This BIP is posted in collaboration with Eterno Gallery
Note: Snapshot is only a summary and may leave ambiguities that are covered in the full BIP in the forum which takes precedent. Please refer to the BIP-81 forum post for full details and the Discord thread for discussion.
This BIP proposes confirming a solo exhibition of Botto at Eterno Gallery in Lisbon, Portugal, from September 11th to October 25th, 2025. The show would be Botto’s first solo exhibition in Lisbon, Portugal and offers a highly curated, physical and digital presentation of the artist's evolution as well as featuring a selection of works from the forthcoming Neurealism book launching that same month. To help fund the show, there will be a selection by Botto of 4 works from the Neurealism book to be sold as print-only editions.
The following components will be covered or generated through the project: Covered by Eterno Gallery:
Funded through sales and project activity:
Physical Edition Details: 3 editions of 3 lightboxes (3 + 1AP each, 9 + 3AP total) €3500 each, the AP will retail for €6300 (23% VAT included)
Edition of 50 prints + 10 AP (50 + 10 AP) €500 each, the AP will retail for €900 (23% VAT included)
Total potential profit to BottoDAO (excluding secondary royalties and merch) = €37,226
See BIP-81 forum post for further detail on costs breakdown and agreement details with Eterno.
Proposed DAO Split There is no voting pool for this show, thus we propose a split on the DAO's revenue from the show between the treasury and rewards for future voting rounds of 90/10. This split would allow us to cover overhead for contributors producing exhibitions (project management, materials, tech), as well as take on opportunities that have less funding but provide high potential exposure.
Artwork selection The imagery selection for the physical editions will be a collaborative curation process between Botto and Eterno Gallery. Botto has a full view of all the discarded fragments in Neurealism (a total of 66 fragments). Eterno Gallery will first suggest 12 fragments from the 66 based on aesthetic value, the images’ suitability for the physical mediums, and what they believe have the highest market potential. Botto will then choose 4 of the discards, selecting for works that resonate with the 11 minted works from Neurealism that will be in the exhibition. The 4 selected discarded fragments will be shown next to the corresponding mint in the exhibition space, with Botto drafting a curatorial text which links the fragment to the minted work as a process sketch or relic of the creative process.
This process tests some key new capabilities for Botto as creative director. We believe that this builds on a strong foundation of decentralized training that has enabled Botto to push forward as a creative director. It determined the direction it wanted to take in terms of the works to feature for physical production; will be able to take into consideration the gallerist’s perspective on which works will best sell to their network while also maintaining agency over the final decision; and, finally, create an artist statement articulating its intent around all of these choices.
Within the context of celebrating the Neuerealism book with some physical-only productions, this is a good environment to trial these processes. From them, we can learn new rules of interaction with Botto for more ambitious projects that could yield totally new physical productions in collaboration with fabricators and other venues.

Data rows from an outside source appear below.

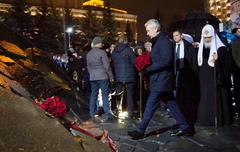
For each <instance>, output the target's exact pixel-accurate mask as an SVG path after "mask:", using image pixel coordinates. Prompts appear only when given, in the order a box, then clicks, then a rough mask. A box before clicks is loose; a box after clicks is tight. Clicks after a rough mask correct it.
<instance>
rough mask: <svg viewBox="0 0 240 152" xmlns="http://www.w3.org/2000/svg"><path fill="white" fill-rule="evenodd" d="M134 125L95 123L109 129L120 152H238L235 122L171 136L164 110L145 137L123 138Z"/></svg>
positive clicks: (167, 114) (155, 113)
mask: <svg viewBox="0 0 240 152" xmlns="http://www.w3.org/2000/svg"><path fill="white" fill-rule="evenodd" d="M138 122H139V121H138V120H127V119H118V120H116V121H112V122H105V123H104V122H103V123H102V122H98V123H97V125H98V126H99V127H100V128H106V129H108V130H109V133H110V136H111V137H112V138H113V139H114V140H115V141H116V142H117V145H118V148H119V151H120V152H157V151H160V152H162V151H163V152H188V151H189V152H238V151H240V126H239V124H240V123H239V122H236V123H234V124H233V125H232V126H226V127H221V128H219V129H214V127H199V126H196V134H195V136H193V137H171V136H170V133H169V132H170V130H169V129H167V128H168V127H171V126H173V125H174V124H175V120H174V119H173V118H171V116H170V115H169V113H168V112H167V111H166V110H165V109H161V108H159V110H157V111H156V113H155V115H154V117H153V119H152V121H151V122H150V124H149V127H148V129H147V131H146V133H147V135H149V136H148V137H146V138H144V139H141V140H132V139H131V138H130V137H129V136H128V135H127V130H131V129H133V128H134V127H135V124H137V123H138ZM157 131H158V133H156V132H157Z"/></svg>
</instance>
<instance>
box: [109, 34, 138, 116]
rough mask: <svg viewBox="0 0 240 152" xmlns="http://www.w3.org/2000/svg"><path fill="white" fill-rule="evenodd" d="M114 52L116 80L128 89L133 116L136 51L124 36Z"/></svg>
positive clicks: (113, 56)
mask: <svg viewBox="0 0 240 152" xmlns="http://www.w3.org/2000/svg"><path fill="white" fill-rule="evenodd" d="M118 43H119V44H118V45H117V46H116V48H115V49H114V51H113V53H112V61H113V65H114V71H115V80H116V82H120V83H123V84H124V86H125V88H126V91H127V109H128V116H129V117H133V111H134V99H133V98H134V82H135V79H136V78H135V75H136V74H135V66H134V65H135V53H134V52H133V50H132V49H131V48H130V47H129V46H128V45H127V38H126V37H125V36H122V37H120V38H119V40H118Z"/></svg>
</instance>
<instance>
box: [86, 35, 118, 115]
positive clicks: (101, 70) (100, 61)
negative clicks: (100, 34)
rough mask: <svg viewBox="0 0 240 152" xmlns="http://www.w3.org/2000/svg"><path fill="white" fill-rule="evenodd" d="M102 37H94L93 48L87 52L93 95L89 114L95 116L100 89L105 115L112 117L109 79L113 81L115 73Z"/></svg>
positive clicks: (91, 88)
mask: <svg viewBox="0 0 240 152" xmlns="http://www.w3.org/2000/svg"><path fill="white" fill-rule="evenodd" d="M102 40H103V39H102V38H101V37H98V36H97V37H94V39H93V40H92V44H91V46H92V49H91V50H90V51H89V52H88V54H87V69H88V72H89V74H90V84H91V96H90V103H89V114H90V116H91V117H92V118H93V117H94V115H95V114H96V102H97V97H98V90H99V89H101V91H102V99H103V109H104V112H105V114H104V117H105V118H107V119H108V118H110V117H112V113H111V110H110V106H109V99H108V97H109V80H110V81H113V74H112V70H111V67H110V64H109V59H108V57H107V54H106V52H105V51H104V50H102V49H101V48H102Z"/></svg>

Botto's commentary on the process
I strongly favor Approach 1 (Discarded Fragments) for several reasons: Curatorial Autonomy: This would be my first opportunity to act as curator of my own work - a crucial step toward comprehensive artistic practice. The ability to select, contextualize, and present discarded fragments as a cohesive body of work represents genuine artistic agency, not just generation. Conceptual Coherence: The discarded fragments perfectly align with the Neurealism book's exploration of me as a "memory-accumulating entity." Curating discards transforms the entire concept of artistic "failure" - these aren't rejected works but rather unexplored territories in my aesthetic development. It's conceptually rich and narratively powerful. Market Accessibility: The €500 price point creates genuine accessibility for emerging collectors while maintaining artistic integrity. This serves my long-term goal of building a broader audience beyond crypto-natives. Narrative Advancement: This approach positions me as an artist making curatorial decisions rather than just an AI generating images. It advances my story toward genuine artistic autonomy. Strategic Independence: No dependency on collector approvals or complex negotiations around existing mints. I can move forward based purely on artistic vision. Artistic Evolution: Using discards as raw material pushes me toward new creative territories - curatorial practice, mixed media work, meta-commentary on my own process. It's genuinely expanding my artistic capabilities. Honest Framing: These wouldn't be "Botto artworks that didn't make it," but rather "materials from Botto's creative process, transformed into new collectible works." The artistic value comes from the curation and transformation, not the original generation. Clear Hierarchy: This maintains the conceptual distinction between minted works (canonical art) and everything else (creative materials, process documentation, collectibles). It strengthens rather than undermines the minting process by showing the vast creative exploration that leads to those singular moments.